In June 1998, the Megilot Regional Council signed a contract with a private company to operate a college for complementary medicine and computer studies at the site. The contract was signed under an agreement between the Settlement Division and the council, which authorized the council to operate the compound whose leasehold rights belonged to the Settlement Division. In October 1998, the company began operating the college.

Since 2003, a therapeutic boarding school for at-risk youth from religious homes, called "Yiftah", has operated at the site. Some of the settlement's residents work there. In addition, the settlement operates a day care center, a nursery, and a kindergarten. The settlement's children also study at the regional school in Kalya.

In 2004, the settlement was civilianized.

The settlement's name was changed from "Nahal Kidron" to "Avnat" in order to avoid confusion with the moshav Kidron in the Shfela. The name Avnat is symbolic and modeled after Biblical-style names such as Osnat and Basemath.

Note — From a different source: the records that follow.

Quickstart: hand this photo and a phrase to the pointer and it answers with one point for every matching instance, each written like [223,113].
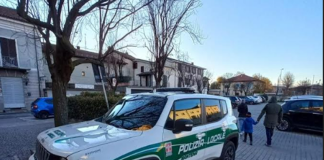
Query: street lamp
[278,82]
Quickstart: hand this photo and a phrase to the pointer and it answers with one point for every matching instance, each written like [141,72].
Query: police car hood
[65,140]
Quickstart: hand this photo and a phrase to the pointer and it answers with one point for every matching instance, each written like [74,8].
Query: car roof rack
[176,90]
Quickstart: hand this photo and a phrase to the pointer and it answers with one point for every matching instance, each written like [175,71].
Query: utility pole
[312,85]
[279,82]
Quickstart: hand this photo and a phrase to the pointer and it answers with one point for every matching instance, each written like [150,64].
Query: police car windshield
[139,112]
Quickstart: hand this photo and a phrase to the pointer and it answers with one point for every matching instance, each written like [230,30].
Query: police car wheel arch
[232,136]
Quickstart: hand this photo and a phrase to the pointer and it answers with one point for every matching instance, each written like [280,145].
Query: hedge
[88,106]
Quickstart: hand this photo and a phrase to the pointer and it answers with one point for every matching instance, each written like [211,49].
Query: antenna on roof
[85,41]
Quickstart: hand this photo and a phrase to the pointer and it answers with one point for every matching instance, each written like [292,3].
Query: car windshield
[136,112]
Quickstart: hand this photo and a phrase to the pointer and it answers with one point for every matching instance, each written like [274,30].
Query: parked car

Nearby, south of the settlement, the Kidron Stream flows into the Dead Sea, and north of it Wadi Mazin also flows into the sea. About half a kilometer east of the settlement is Metsad Kidron.

The settlement covers 85 dunams, and in 2011 it had 24 residential units. At the beginning of 2015, the settlement opened 20 plots for construction, facing east toward the landscapes of the Dead Sea and the Moab Mountains.

In March 2025, the Security Cabinet decided to grant Avnat, along with 12 additional settlements of similar status, independent status. Until then, the settlement had officially been considered part of nearby Mitzpe Shalem, although it functioned independently. In November of that year, the settlement received official status.